A Structural EM Algorithm for Phylogenetic Inference

A central task in the study of molecular evolution is the reconstruction of a phylogenetic tree from sequences of current-day taxa. The most established approach to tree reconstruction is maximum likelihood (ML) analysis. Unfortunately, searching for the maximum likelihood phylogenetic tree is computationally prohibitive for large data sets. In this paper, we describe a new algorithm that uses Structural Expectation Maximization (EM) for learning maximum likelihood phylogenetic trees. This algorithm is similar to the standard EM method for edge-length estimation, except that during iterations of the Structural EM algorithm the topology is improved as well as the edge length. Our algorithm performs iterations of two steps. In the E-step, we use the current tree topology and edge lengths to compute expected sufficient statistics, which summarize the data. In the M-Step, we search for a topology that maximizes the likelihood with respect to these expected sufficient statistics. We show that searching for better topologies inside the M-step can be done efficiently, as opposed to standard methods for topology search. We prove that each iteration of this procedure increases the likelihood of the topology, and thus the procedure must converge. This convergence point, however, can be a suboptimal one.
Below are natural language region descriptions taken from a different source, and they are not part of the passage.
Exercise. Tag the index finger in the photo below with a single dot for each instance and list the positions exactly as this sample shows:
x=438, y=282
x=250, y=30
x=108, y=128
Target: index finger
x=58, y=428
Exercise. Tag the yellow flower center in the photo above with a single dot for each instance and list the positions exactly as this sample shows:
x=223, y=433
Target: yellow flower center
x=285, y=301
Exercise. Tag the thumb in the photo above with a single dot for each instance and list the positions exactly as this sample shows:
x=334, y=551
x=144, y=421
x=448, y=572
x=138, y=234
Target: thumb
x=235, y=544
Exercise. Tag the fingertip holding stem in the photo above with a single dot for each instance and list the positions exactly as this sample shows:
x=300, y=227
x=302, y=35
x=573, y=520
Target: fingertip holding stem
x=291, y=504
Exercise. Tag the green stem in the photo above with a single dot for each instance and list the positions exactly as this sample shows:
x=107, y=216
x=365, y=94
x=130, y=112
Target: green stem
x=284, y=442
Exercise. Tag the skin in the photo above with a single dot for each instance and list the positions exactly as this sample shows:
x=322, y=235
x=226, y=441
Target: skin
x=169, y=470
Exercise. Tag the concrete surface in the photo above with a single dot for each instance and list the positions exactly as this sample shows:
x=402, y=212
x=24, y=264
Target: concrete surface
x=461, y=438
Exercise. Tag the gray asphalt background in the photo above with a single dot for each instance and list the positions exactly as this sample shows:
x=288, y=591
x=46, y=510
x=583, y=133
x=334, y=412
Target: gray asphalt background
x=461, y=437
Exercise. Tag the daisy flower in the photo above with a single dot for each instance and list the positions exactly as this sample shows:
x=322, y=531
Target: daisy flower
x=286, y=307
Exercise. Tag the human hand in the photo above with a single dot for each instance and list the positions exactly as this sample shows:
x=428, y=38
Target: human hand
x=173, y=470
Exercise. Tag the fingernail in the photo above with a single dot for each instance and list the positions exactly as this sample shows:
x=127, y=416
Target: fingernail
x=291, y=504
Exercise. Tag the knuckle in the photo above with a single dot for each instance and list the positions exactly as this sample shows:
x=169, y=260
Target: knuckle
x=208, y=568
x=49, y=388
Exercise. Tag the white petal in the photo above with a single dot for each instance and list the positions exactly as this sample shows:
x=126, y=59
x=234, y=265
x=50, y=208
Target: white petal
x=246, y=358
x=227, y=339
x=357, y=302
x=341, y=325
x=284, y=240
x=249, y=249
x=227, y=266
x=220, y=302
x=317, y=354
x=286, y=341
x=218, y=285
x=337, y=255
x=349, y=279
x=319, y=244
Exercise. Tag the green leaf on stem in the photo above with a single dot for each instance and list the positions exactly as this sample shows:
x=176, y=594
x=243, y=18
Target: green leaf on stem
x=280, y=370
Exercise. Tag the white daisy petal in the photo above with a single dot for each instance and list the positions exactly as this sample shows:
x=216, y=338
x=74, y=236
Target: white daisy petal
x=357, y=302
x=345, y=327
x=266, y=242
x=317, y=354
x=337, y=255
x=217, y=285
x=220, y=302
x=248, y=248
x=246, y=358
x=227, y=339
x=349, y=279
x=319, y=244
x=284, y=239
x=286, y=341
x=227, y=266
To escape from such "local optima," we further enhance our basic EM procedure by incorporating moves in the flavor of simulated annealing. We evaluate these new algorithms on both synthetic and real sequence data and show that for protein sequences even our basic algorithm finds more plausible trees than existing methods for searching maximum likelihood phylogenies. Furthermore, our algorithms are dramatically faster than such methods, enabling, for the first time, phylogenetic analysis of large protein data sets in the maximum likelihood framework.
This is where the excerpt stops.